An Environmental Impact Study (EIS) was released last November using vague language making it unclear to private landowners whether or not the military would seek to negotiate with landowners instead of resorting to the use of eminent domain and/or land condemnation.
Our petition calls for the military to reveal to the public their plans to acquire land and to extend the period of time residents have to review and respond to said plan.


Magda Hassan
02-09-2010, 12:56 PM
Japanese Govt Weary of Billions Spent Subsidizing US Forces (http://news.antiwar.com/2010/02/07/japanese-govt-weary-of-billions-spent-subsidizing-us-forces/)

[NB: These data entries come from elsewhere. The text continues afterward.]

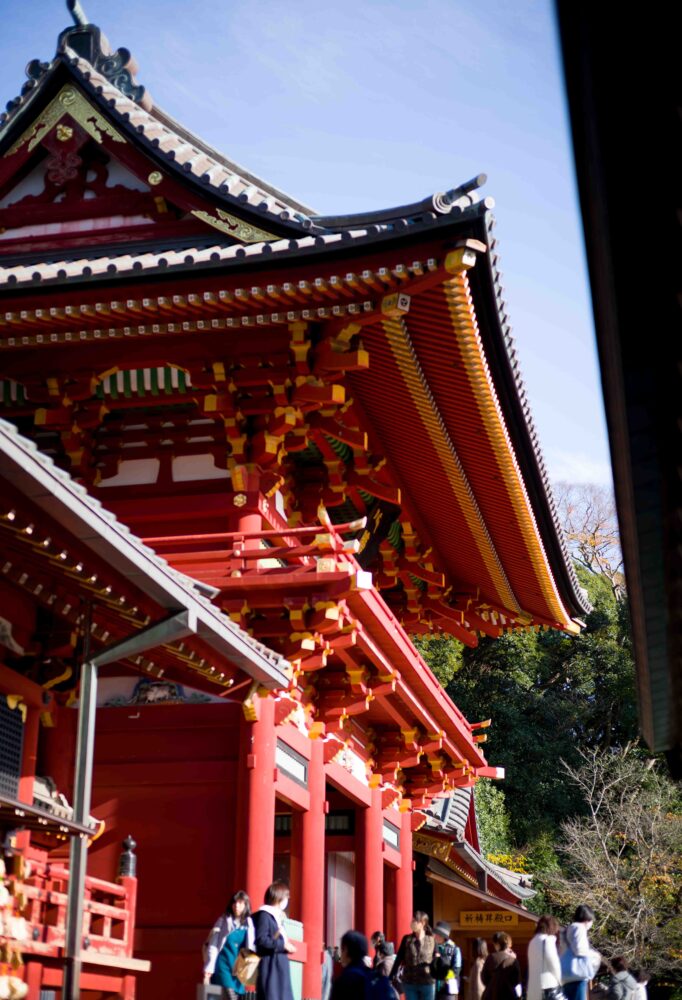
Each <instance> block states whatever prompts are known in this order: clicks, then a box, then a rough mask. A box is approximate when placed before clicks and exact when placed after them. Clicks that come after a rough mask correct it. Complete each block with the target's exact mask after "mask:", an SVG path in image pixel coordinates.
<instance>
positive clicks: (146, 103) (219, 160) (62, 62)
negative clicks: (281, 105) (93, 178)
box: [0, 24, 314, 230]
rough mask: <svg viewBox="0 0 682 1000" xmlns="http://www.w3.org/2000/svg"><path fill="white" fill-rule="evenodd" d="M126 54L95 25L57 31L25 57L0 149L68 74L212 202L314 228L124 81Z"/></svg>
mask: <svg viewBox="0 0 682 1000" xmlns="http://www.w3.org/2000/svg"><path fill="white" fill-rule="evenodd" d="M85 53H87V55H85ZM120 53H123V54H124V55H123V56H121V55H120ZM126 56H127V59H128V61H131V57H130V53H129V52H127V50H124V49H119V50H118V53H116V54H113V55H112V53H111V51H110V49H109V45H108V42H107V40H106V38H105V37H104V36H103V35H102V33H101V32H100V30H99V28H98V27H97V26H96V25H91V24H85V25H80V26H77V27H75V28H70V29H67V30H66V31H64V32H62V34H61V35H60V38H59V46H58V49H57V53H56V55H55V57H54V59H53V60H52V61H51V62H50V63H40V62H39V61H38V60H33V61H32V62H31V63H29V65H28V67H27V74H28V80H27V83H26V84H25V85H24V88H23V90H22V93H21V95H20V96H19V97H18V98H16V99H15V100H14V101H10V102H9V104H8V110H7V111H6V112H5V113H4V114H3V115H0V150H1V149H5V150H6V149H7V148H8V147H9V148H11V143H12V141H16V139H17V136H18V135H20V134H21V129H22V125H25V124H26V123H28V122H30V120H31V119H32V116H33V112H34V109H36V107H37V105H38V104H39V103H40V101H41V99H42V98H43V97H44V95H46V94H48V93H51V92H52V91H53V90H54V89H55V86H56V85H57V84H58V83H61V82H63V80H64V78H65V77H68V78H70V79H71V80H73V82H74V83H76V84H77V85H78V86H79V87H80V88H81V89H82V90H83V92H84V93H85V95H86V96H87V97H89V98H91V99H92V100H93V102H94V103H95V104H96V105H99V106H100V107H101V108H102V109H103V110H104V111H105V113H106V114H107V115H108V116H110V117H111V118H112V119H113V120H114V121H116V122H117V123H118V124H119V125H120V126H121V128H122V129H123V130H124V131H126V132H127V133H129V134H131V135H132V136H134V137H135V139H136V141H138V142H139V143H140V144H141V145H142V146H144V147H146V148H147V149H148V151H149V152H150V153H151V154H153V156H154V157H155V158H156V159H158V160H159V162H160V163H162V164H163V166H164V167H165V168H166V169H168V170H170V171H173V172H174V173H175V174H179V175H180V176H182V177H184V178H185V179H187V178H191V179H193V180H194V181H196V182H198V183H199V184H200V185H201V186H202V188H203V189H204V190H205V191H206V193H207V194H210V195H211V196H212V197H214V198H215V199H217V202H218V203H221V202H222V203H225V204H226V205H228V206H230V207H232V208H237V209H241V210H247V211H248V212H249V214H254V213H255V214H256V215H258V216H260V217H262V220H263V221H262V224H263V225H266V222H265V220H266V219H267V220H268V221H269V222H270V223H275V221H276V222H277V223H279V224H285V228H289V229H292V230H296V229H298V230H301V229H303V228H306V229H312V228H314V226H313V223H312V222H311V221H310V220H309V219H308V214H307V213H308V212H309V209H307V208H306V207H305V206H304V205H301V204H300V203H299V202H297V201H295V200H294V199H292V198H289V197H288V196H287V195H285V194H283V192H281V191H279V190H278V189H277V188H275V187H274V186H273V185H271V184H268V183H267V182H266V181H263V180H261V179H260V178H258V177H256V176H255V175H254V174H252V173H251V172H250V171H247V170H244V169H243V168H241V167H239V166H238V165H237V164H235V163H233V162H232V161H231V160H229V159H227V157H225V156H223V155H222V154H220V153H218V152H216V150H214V149H212V148H211V147H210V146H208V145H207V144H206V143H204V142H203V141H202V140H201V139H198V138H197V137H196V136H195V135H193V134H192V133H191V132H189V131H188V130H187V129H185V128H184V127H183V126H181V125H179V124H178V123H177V122H176V121H174V119H173V118H172V117H171V116H170V115H168V114H166V113H165V112H164V111H162V110H161V109H160V108H158V107H156V106H155V105H154V104H153V102H152V101H151V98H150V97H149V95H148V94H147V93H146V92H145V90H144V88H142V87H139V86H137V85H135V84H134V82H131V81H132V76H131V73H130V71H129V70H127V69H126V68H125V67H124V66H122V65H121V63H122V61H123V59H125V58H126ZM98 67H99V68H98ZM304 224H305V226H304Z"/></svg>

$2 Billion Annual 'Kindness Budget' Extraneous, According to New Japanese Govt

by Jason Ditz, February 07, 2010

When the Democratic Party of Japan (DPJ) took office last year (http://news.antiwar.com/2010/02/07/2009/08/30/japanese-opposition-victory-could-force-us-rethink-in-pacific/), they ended nearly a half century of unbroken rule by the Liberal Democratic Party, and also broke the unwritten rule of Japanese politics: not to question America.
http://news.antiwar.com/wp-content/uploads/2009/10/okinawa.jpg US bases (red) on Okinawa

The DPJ instantly started a clash with the US (http://news.antiwar.com/2010/02/07/2009/09/01/us-rules-out-negotiations-with-new-japan-govt-on-base-deal/) over deals made by the previous government on US military bases. The US, unused to being questioned on its policy in Japan, has flat out refused to negotiate going forward.
But while it is unclear how much the DPJ can really do about the base deals, it is proving increasingly reluctant to accept the “kindness budget,” a euphemism for the annual outlay (currently at about $2 billion) of Japanese government funds to subsidize the US forces in Okinawa (http://wire.antiwar.com/2010/02/06/japan-balks-at-2-billion-bill-to-host-us-troops/).
With US bases eating up a good chunk of Okinawa and the US demanding $6 billion in “relocation costs” from Japan to move 8,000 of those troops to Guam, the DPJ is increasingly seeing these expenses, particularly during the economic crisis, as something they can do without.
Okinawans are irked by the amount of land the bases take up, and the excessive opulence of the bases, which come complete with their own golf courses on the crowded island. The US State Department insists that the bases are not any different than anywhere else in the world, and that even with the Japanese subsidies the US still pays some $3.9 billion a year to keep the forces there.